Januari tahun itu tidak seperti biasanya. Singaraja didera panas sejak malam tahun baru. Menurut TV dan internet, ada gelombang panas El-Nino dari Australia. Jika matahari sudah masuk khatulistiwa di bulan Maret, cuaca bakal tambah panas. Orang-orang bakal tambah emosional, dan akan ada keluaran merk es krim baru yang laris.

"Lihat-lihat dong kalau jalan! Tupai!" Laras namanya, anak perempuan yang pintarnya kelewatan. Nilai matematikanya selalu paling tinggi, berbalapan dengan Nindy Widiastuti sang juara pertama. Hanya nilai matematika dua anak itu saja yang sangup terbang sampai batas atmosfer Bumi.

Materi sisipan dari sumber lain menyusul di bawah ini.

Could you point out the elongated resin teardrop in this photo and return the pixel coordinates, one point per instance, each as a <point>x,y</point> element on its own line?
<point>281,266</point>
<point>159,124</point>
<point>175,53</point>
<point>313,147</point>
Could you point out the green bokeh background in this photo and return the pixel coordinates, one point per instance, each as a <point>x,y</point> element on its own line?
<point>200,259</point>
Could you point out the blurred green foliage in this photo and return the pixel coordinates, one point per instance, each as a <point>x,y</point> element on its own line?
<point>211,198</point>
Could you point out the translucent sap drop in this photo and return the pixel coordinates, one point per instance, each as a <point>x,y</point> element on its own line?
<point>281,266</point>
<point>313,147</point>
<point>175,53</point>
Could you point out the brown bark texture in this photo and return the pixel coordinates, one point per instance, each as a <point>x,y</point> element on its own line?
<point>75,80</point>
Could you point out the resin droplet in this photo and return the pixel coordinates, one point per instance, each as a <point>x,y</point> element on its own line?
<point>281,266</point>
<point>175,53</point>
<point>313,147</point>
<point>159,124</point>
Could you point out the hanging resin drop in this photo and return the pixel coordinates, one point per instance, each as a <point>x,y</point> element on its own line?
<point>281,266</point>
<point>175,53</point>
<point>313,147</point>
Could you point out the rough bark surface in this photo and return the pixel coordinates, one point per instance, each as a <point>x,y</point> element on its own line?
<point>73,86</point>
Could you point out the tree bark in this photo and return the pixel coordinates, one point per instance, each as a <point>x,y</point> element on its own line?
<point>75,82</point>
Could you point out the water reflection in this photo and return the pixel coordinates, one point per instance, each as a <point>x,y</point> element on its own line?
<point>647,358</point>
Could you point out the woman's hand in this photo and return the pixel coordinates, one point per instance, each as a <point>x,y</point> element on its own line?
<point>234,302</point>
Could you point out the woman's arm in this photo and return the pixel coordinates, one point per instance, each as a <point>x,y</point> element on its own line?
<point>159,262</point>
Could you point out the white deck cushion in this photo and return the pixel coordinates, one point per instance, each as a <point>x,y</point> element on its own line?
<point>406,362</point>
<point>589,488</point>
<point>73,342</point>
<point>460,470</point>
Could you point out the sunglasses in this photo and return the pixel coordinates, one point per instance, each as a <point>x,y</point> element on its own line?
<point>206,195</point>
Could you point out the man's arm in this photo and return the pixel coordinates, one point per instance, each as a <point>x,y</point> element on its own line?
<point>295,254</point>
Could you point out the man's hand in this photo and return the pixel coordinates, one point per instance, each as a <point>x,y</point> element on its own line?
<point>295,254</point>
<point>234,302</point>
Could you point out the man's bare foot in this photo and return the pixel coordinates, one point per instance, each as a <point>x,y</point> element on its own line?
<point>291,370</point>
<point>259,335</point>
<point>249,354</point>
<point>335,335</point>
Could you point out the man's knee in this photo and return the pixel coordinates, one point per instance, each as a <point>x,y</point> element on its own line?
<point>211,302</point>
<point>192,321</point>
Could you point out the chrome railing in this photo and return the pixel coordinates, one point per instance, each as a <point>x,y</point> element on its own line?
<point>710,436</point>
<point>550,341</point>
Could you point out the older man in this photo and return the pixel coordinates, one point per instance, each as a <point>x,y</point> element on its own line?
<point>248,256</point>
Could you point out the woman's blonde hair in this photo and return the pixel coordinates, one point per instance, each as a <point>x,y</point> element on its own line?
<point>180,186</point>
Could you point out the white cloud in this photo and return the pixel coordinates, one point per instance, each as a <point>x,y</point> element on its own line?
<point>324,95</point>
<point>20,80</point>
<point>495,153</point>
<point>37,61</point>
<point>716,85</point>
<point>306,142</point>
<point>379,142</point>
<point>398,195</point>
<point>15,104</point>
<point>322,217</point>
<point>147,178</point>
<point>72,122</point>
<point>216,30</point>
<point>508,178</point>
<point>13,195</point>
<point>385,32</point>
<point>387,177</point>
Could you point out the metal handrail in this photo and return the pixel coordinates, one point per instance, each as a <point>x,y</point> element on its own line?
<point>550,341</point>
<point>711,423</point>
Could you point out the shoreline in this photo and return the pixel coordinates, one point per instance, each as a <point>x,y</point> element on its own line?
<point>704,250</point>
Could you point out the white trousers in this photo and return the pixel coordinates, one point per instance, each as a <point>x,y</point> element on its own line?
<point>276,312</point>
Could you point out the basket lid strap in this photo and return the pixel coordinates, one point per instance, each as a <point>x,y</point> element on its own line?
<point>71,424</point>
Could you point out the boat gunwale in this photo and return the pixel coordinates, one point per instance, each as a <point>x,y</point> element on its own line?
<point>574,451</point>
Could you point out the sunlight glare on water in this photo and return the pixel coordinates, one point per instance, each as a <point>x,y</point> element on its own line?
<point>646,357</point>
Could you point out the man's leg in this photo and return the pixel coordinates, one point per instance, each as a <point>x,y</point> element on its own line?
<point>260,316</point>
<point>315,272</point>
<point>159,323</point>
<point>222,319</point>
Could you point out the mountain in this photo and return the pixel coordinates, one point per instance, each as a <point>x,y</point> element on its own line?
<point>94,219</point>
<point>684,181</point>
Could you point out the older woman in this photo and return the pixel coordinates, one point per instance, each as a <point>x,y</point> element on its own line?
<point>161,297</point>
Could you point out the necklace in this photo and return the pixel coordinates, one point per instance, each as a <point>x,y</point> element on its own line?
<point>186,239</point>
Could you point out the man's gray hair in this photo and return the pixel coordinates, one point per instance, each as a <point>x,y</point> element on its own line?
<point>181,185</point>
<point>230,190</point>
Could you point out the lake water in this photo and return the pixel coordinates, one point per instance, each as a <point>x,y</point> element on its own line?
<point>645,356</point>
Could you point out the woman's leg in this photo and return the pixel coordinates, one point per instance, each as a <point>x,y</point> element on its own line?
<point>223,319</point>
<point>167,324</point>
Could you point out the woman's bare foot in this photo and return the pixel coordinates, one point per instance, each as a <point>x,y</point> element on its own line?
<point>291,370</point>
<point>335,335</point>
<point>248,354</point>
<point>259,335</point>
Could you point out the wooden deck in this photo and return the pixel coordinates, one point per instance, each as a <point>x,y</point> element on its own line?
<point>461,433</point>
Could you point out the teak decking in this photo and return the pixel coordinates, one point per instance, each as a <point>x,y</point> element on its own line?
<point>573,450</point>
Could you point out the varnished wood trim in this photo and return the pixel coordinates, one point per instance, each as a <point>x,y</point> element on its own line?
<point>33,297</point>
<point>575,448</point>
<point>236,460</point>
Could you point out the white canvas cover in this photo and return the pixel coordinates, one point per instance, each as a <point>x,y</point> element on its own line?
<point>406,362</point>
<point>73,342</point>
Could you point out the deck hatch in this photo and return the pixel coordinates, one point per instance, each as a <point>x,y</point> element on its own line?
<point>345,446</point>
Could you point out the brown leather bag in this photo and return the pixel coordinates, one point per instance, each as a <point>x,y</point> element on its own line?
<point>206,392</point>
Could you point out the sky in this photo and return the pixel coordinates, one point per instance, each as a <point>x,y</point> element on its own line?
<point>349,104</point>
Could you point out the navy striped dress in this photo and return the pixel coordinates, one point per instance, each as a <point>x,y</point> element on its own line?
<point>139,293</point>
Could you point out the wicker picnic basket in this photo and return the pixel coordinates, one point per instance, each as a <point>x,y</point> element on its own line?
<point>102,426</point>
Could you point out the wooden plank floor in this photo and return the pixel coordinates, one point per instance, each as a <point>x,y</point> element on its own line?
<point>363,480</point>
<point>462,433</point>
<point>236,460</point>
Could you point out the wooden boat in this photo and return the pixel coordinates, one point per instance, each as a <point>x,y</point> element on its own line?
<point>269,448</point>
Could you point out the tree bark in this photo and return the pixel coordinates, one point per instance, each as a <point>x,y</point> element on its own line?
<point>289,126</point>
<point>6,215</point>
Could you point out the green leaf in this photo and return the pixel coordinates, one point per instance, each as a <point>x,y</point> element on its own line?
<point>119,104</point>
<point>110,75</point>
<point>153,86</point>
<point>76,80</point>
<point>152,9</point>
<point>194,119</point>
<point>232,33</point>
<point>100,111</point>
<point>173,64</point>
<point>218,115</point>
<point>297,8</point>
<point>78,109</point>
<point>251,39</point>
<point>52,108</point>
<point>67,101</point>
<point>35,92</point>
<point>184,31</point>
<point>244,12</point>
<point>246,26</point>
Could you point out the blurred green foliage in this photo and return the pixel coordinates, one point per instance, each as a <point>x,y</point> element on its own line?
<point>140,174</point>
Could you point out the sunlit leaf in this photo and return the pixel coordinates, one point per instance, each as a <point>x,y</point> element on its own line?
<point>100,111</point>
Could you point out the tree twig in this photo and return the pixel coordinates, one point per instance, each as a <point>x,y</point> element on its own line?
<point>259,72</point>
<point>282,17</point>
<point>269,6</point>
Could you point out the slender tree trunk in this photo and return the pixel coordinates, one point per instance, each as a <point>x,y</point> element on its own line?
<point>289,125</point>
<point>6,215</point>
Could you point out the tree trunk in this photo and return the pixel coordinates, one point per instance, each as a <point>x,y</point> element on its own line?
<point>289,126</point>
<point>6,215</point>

Hanya saja, orangnya judes. Kasar pula, apalagi jika bahunya kena tabrak anak laki-laki yang tak pernah pakai deodoran. Amit-amit.

"Maaf," anak yang dipanggil tupai menyahut. Dia meliuk cepat di antara kerumunan seperti dikejar iblis, masuk gang samping sekolah yang sepi, suram, penuh debu dan tak beraspal.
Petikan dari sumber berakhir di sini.